2) Return my strength to pre-injury levels where possible. Before my injury my deadlift 1RM was 365; today I could barely pull 300. I had previously done 40 kipping pullups; now I get stuck around 20.
3) Improve flexibility. This has always been my biggest weakness, and I'd like to see some progress. I'm especially tight in the groin and hamstrings.
I'm envisioning a program like this:
Mon: Muay Thai workout
Thu: Muay Thai
Sat: Sprinting/CF-style metabolic conditioning
I have a few restrictions: Pushing is still proscribed, so no push-ups, dips, overhead presses, or oly-lifts (cleans excepted). Also, squatting is difficult because my kickboxing studio does not have a proper squat rack, only a flimsy set of posts. I do have kettlebells, rings, med balls, and other standard CF equipment.
My questions are as follows: (1) Does the general layout of the program seem well tailored to my goals? (2) What should I do on my strength/flexibility days to cope with my restrictions and get the most bang for my buck? (3) Does anyone have any advice on training with rotator cuff tendinitis?
Since I'm sure I'll be asked about diet, here's my rough plan:
Breakfast: coffee, oatmeal with berries and protein powder
Lunch: good size portion of meat and veggies
Dinner: protein shake/small portion of eggs or lean meat
Snacks: I'll try to minimize these, but when I'm really hungry I'll have a handful of almonds, some beef jerky, and/or a piece of fruit.
Thanks in advance for any feedback.
(Message edited by dan_malkiel on January 06, 2007)
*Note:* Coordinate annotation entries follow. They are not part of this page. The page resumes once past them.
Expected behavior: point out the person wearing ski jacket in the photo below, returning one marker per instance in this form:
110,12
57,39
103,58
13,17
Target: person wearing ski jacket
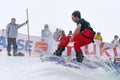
83,35
11,34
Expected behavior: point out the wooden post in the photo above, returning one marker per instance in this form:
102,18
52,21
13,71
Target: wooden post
28,32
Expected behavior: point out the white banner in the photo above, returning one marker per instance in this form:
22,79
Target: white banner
38,45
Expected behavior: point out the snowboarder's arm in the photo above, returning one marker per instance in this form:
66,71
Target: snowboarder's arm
77,30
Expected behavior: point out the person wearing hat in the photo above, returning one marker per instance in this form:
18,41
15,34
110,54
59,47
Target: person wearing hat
83,35
11,34
98,37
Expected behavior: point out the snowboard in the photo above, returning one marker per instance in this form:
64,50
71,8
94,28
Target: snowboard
68,62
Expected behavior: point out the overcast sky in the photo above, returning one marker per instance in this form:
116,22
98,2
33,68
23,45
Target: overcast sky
103,15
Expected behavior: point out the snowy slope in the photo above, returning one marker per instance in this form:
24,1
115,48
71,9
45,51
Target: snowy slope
32,68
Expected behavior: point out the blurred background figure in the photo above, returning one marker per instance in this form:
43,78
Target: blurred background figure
115,40
46,32
61,35
98,36
55,34
70,33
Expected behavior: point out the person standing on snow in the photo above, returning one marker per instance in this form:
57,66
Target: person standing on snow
82,35
115,40
11,34
98,37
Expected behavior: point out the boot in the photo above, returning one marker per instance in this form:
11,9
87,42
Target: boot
79,56
8,53
59,51
14,53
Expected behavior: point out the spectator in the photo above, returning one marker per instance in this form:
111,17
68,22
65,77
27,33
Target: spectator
46,32
61,35
98,36
70,33
55,34
115,40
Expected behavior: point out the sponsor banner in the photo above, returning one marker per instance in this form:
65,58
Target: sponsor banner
39,45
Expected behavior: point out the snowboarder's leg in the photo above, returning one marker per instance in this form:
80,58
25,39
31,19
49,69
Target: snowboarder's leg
61,46
79,41
9,46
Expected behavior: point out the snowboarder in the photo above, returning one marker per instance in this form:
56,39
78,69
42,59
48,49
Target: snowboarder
11,34
82,35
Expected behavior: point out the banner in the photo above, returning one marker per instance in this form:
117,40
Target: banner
39,45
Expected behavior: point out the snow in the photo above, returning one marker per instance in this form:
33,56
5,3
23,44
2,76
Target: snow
32,68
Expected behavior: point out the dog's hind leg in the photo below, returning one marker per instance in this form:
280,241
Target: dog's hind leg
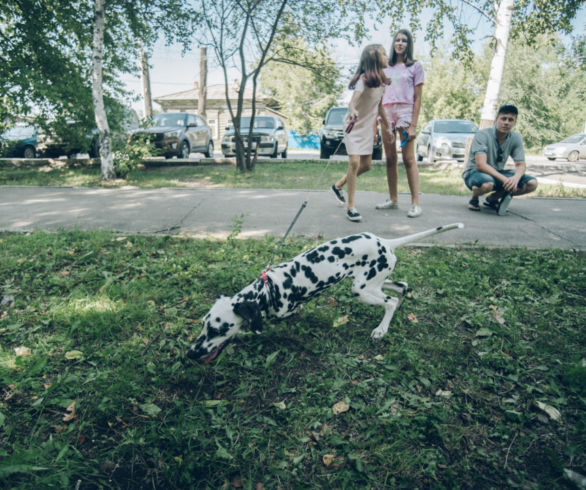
374,296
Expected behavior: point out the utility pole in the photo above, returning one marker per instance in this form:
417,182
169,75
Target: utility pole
146,82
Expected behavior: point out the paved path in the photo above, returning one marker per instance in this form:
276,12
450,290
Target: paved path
531,222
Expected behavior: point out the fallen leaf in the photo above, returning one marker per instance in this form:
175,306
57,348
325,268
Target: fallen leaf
340,407
444,393
73,354
342,320
22,351
150,409
69,412
553,413
497,315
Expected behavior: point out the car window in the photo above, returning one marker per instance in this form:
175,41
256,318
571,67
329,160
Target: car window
574,139
336,116
169,120
455,127
19,132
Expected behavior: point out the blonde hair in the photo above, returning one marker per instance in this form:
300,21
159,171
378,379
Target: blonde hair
371,67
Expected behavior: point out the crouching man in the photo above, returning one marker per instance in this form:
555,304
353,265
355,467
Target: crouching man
485,170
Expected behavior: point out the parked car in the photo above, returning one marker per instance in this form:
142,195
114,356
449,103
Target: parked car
19,142
331,136
444,139
30,142
572,148
268,132
177,134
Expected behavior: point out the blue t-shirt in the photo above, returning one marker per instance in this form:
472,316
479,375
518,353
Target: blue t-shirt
497,155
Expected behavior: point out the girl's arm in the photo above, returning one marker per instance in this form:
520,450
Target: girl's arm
386,125
412,129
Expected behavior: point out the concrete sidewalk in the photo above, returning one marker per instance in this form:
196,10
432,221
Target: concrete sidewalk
531,222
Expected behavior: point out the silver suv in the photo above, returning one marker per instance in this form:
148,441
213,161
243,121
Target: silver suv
444,139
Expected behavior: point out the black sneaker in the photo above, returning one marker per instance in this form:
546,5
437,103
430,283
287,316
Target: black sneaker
353,215
504,204
339,195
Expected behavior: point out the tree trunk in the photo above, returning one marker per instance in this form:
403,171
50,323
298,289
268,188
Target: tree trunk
107,162
203,83
146,82
504,16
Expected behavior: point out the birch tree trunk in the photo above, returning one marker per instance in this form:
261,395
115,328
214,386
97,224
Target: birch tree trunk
146,82
504,16
107,162
203,83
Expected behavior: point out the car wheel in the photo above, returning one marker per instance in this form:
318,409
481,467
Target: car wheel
29,152
184,150
209,153
573,156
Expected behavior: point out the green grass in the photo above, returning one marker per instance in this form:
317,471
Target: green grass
292,174
446,400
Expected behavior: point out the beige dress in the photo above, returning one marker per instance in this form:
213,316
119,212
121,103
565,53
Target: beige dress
360,140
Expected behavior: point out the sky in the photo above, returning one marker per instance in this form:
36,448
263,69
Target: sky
171,72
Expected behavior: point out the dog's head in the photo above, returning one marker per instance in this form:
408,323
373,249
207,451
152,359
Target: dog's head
221,323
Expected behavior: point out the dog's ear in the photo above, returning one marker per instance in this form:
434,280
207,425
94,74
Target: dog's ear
250,311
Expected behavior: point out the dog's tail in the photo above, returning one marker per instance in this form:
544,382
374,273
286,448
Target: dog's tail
397,242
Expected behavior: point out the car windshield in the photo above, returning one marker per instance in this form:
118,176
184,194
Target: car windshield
336,116
19,132
259,122
455,127
574,139
168,120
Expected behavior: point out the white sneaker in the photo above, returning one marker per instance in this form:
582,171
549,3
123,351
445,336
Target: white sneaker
414,211
388,204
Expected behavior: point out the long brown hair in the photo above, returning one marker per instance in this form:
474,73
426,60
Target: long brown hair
371,66
408,56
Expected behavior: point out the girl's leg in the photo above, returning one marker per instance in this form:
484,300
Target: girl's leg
412,170
392,167
350,179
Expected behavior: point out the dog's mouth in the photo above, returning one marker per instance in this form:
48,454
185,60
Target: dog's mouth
215,353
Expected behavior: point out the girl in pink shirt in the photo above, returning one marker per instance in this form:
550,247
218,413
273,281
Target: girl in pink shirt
402,102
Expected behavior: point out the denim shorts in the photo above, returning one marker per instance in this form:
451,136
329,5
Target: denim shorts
474,178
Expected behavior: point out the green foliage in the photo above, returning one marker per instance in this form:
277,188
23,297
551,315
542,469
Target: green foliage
306,83
128,158
447,400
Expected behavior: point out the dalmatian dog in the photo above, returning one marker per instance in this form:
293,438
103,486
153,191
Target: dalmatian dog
364,258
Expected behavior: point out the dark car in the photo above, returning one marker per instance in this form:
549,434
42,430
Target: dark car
177,134
331,136
268,132
19,142
444,139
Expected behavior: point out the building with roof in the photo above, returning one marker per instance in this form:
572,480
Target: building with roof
217,112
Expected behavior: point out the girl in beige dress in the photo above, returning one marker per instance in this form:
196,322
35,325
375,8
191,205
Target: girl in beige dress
368,83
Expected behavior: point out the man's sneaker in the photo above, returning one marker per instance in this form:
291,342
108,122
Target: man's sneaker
339,194
414,211
388,204
504,204
353,215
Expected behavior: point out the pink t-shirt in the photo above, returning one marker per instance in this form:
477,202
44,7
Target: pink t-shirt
404,79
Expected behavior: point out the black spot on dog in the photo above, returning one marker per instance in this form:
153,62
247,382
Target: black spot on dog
351,238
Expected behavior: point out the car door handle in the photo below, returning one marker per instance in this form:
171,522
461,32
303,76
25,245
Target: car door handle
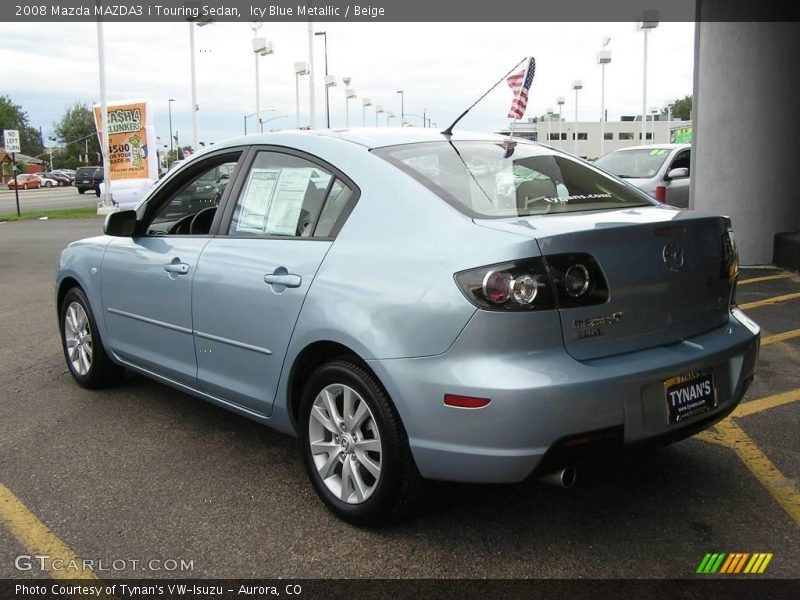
286,279
177,268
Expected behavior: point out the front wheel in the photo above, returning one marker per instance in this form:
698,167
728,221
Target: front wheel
86,358
354,447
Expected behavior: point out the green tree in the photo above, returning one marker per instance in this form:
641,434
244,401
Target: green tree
681,108
13,117
78,137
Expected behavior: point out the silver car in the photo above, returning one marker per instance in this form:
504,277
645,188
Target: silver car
662,171
416,306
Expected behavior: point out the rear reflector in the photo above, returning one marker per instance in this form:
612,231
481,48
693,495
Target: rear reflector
465,401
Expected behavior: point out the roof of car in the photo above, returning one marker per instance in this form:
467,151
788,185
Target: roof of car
653,147
369,137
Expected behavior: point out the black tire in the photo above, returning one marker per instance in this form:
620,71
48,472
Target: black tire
102,372
399,487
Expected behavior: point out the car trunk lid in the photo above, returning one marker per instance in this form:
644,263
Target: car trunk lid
663,269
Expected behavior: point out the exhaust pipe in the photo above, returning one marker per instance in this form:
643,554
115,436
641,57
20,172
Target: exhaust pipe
564,478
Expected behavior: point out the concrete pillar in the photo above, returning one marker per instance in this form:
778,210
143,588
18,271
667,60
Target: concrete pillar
746,137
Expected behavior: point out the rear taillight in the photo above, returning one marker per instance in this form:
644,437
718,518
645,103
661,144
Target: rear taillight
730,255
514,286
560,280
578,279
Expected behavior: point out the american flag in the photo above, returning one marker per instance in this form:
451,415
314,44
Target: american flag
520,83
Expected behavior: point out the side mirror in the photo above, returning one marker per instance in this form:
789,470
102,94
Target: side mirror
120,224
679,173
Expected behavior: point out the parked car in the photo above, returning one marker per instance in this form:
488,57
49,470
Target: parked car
60,179
46,181
68,173
88,178
25,181
408,318
661,171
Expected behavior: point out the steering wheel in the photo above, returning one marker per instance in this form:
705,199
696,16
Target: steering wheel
201,223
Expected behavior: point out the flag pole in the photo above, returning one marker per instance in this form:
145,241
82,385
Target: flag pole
449,130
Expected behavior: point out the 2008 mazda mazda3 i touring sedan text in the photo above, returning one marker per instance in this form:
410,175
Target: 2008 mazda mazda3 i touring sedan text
415,306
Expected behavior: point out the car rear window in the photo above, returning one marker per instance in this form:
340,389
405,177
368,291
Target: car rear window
507,179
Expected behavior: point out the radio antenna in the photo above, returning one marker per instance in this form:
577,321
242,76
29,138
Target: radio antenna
449,130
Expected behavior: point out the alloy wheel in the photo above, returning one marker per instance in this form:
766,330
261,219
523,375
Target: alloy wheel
345,443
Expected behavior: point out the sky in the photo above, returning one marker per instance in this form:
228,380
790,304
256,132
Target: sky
442,68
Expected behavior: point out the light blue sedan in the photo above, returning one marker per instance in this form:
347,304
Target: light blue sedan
416,306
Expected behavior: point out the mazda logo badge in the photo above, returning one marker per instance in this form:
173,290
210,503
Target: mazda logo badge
673,256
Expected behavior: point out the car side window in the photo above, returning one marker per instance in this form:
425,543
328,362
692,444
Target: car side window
683,160
190,209
288,196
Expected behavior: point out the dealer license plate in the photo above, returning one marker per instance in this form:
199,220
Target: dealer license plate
689,395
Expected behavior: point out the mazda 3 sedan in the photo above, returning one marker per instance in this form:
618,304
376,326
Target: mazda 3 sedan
416,306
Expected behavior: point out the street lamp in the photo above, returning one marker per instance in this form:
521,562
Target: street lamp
169,104
261,47
330,81
645,27
300,68
653,112
402,110
603,58
349,94
366,102
576,85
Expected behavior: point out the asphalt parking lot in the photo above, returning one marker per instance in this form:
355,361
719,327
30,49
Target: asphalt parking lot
144,472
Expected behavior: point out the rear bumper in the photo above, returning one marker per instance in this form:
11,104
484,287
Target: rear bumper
541,397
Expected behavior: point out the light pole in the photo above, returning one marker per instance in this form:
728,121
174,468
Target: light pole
549,118
261,47
653,112
402,109
645,27
300,68
366,102
169,104
311,74
603,58
350,94
576,85
329,81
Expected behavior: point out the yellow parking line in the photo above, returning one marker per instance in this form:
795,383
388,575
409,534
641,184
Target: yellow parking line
765,278
37,538
755,406
782,489
769,301
780,337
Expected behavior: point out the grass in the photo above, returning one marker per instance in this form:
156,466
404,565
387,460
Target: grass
65,213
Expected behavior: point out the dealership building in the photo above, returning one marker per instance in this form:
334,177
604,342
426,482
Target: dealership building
548,129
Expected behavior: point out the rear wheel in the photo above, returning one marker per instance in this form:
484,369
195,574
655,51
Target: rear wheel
86,358
354,447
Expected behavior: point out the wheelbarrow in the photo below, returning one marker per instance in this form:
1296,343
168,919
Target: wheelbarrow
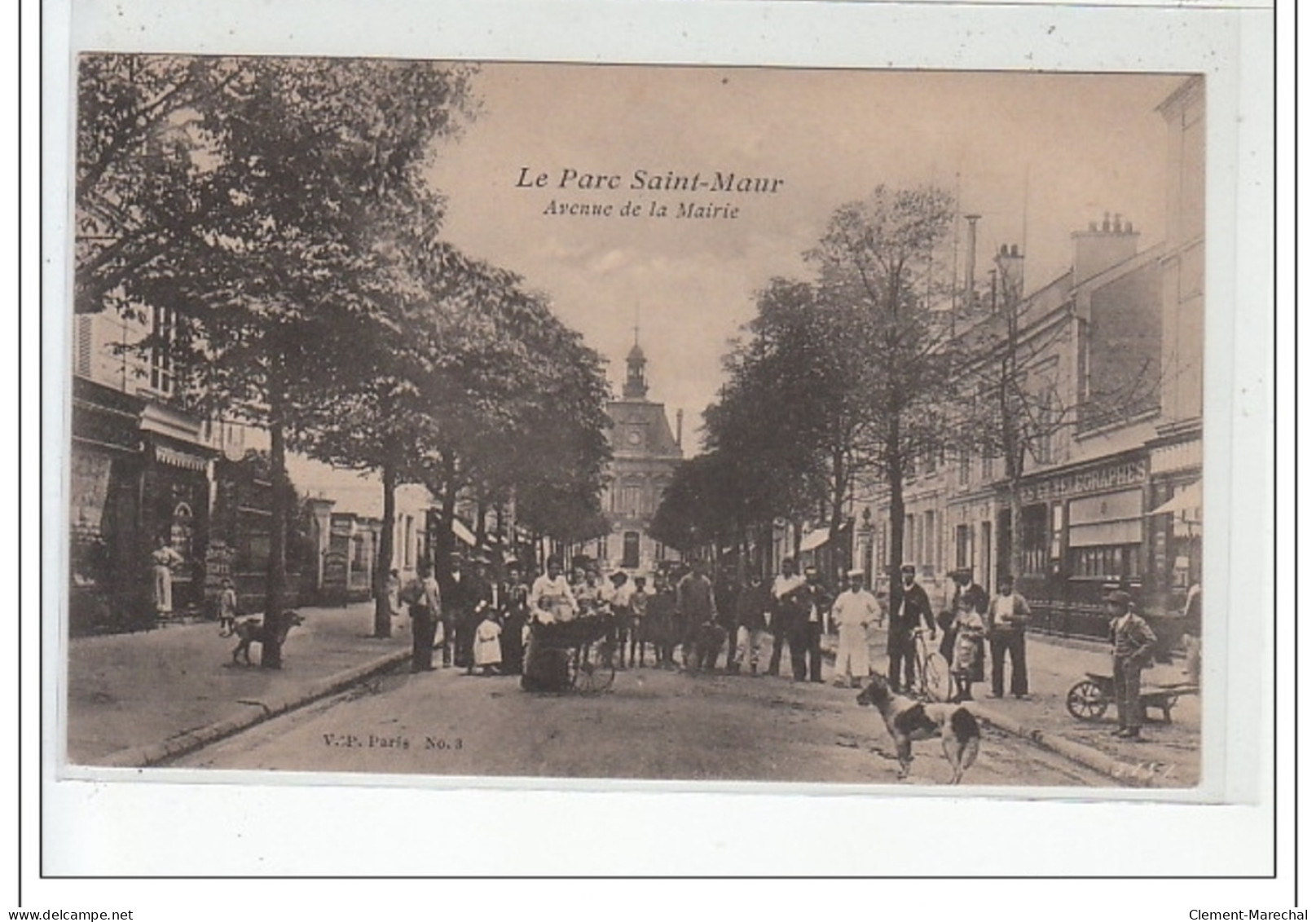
1089,699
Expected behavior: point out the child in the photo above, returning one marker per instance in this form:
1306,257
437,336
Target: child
228,607
488,648
966,665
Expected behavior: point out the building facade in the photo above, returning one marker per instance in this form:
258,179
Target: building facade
644,456
1111,496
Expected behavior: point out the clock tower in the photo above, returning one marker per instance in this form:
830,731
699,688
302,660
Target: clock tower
644,456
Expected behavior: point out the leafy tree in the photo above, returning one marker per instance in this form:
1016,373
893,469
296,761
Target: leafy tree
874,262
271,214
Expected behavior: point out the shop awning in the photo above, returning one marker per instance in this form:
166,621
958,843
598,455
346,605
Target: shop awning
815,539
1186,504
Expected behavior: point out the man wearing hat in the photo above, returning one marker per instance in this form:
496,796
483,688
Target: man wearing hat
1132,643
853,610
909,603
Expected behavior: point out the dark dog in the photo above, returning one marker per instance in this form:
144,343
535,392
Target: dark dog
911,721
248,631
|01-09-2007, 01:45 PM||#3|
my question would be this: if you are ready to resume training, why have you been given restrictions? my advice would be to not worry so much about your goals until you are given clearance for full resumption of training. definitely avoid muay thai-if you can't do pushups you probably want to avoid a clinch situation or any type of punching or elbowing. imagine sparring and getting too carried away during a clinch, and tearing up an already weakened and vulnerable rotator cuff. this would sideline you for 6 months or more, so i would focus on things you can do such as running, jumping rope, rowing, etc, until your rotator cuff is up to speed. you have all your life to get back in shape, and it's a lot easier to get back in shape with a fully healthy rotator cuff than one that has been surgically repaired.